A NextFlow pipeline for Metagenomic Sequencing with Spiked Primer Enrichment
Prerequisites
Installation
git clone https://github.com/MaestSi/nf-msspe.git
cd nf-msspe
chmod 755 *
The nf-msspe pipeline requires you to open nf-msspe.conf configuration file and set the desired options. Then, you can run the pipeline using either docker or singularity environments just specifying a value for the -profile variable.
Usage:
nextflow -c nf-msspe.conf run nf-msspe.nf --fasta_file = "/path/to/file.fasta" --primers_file = "/path/to/primers.fasta" -profile docker
Mandatory argument:
-profile Configuration profile to use.

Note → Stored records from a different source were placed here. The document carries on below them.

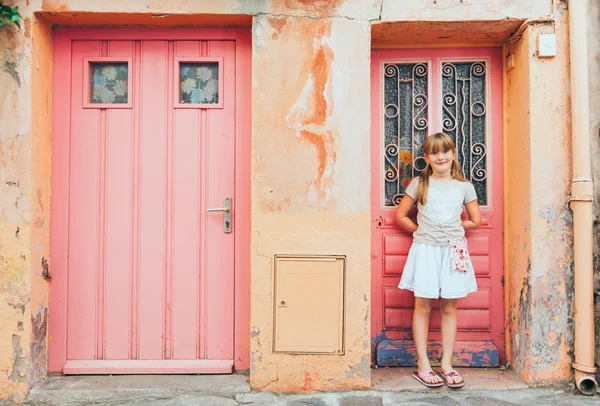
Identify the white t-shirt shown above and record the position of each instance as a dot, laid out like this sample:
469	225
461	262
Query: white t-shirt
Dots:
439	219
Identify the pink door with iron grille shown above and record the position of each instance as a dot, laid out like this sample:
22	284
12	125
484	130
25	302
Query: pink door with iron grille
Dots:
144	202
416	93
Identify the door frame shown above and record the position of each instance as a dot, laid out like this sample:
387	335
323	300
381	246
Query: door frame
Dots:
59	213
495	126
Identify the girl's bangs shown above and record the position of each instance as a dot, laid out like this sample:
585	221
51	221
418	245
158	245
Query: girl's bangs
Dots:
438	143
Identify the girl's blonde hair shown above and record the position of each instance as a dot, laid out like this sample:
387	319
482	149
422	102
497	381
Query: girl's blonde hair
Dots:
433	144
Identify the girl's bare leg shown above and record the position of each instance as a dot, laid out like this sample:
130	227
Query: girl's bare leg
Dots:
449	324
420	329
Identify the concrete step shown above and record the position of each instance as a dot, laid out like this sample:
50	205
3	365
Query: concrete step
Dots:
140	389
402	353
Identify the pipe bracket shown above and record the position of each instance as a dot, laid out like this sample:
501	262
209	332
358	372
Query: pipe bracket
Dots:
581	368
583	198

Available: docker, singularity
Other mandatory arguments which may be specified in the nf-msspe.conf file
--fasta_file = "/path/to/file.fasta" Path to fasta file with genomes of interest
--primers_file = "/path/to/primers.fasta" Path to output fasta file with primers
--ovlp_window_size = 250 Size of windows overlaps
--search_window_size = 50 Search window size at the extremities of windows
--kmer_size = 13 Primers length
--num_acc_miss = 0 Number of accepted missed sequences, to reduce costs
--num_max_it = 1000 Maximum number of iterations
--scripts_dir = "/path/to/scripts/dir" Path to directory containing MSSPE.R script
This pipeline is a NextFlow implementation of MSSPE pipeline described in Deng et al. paper, with minor adjustments.
Deng, X., Achari, A., Federman, S. et al. Metagenomic sequencing with spiked primer enrichment for viral diagnostics and genomic surveillance. Nat Microbiol 5, 443–454 (2020).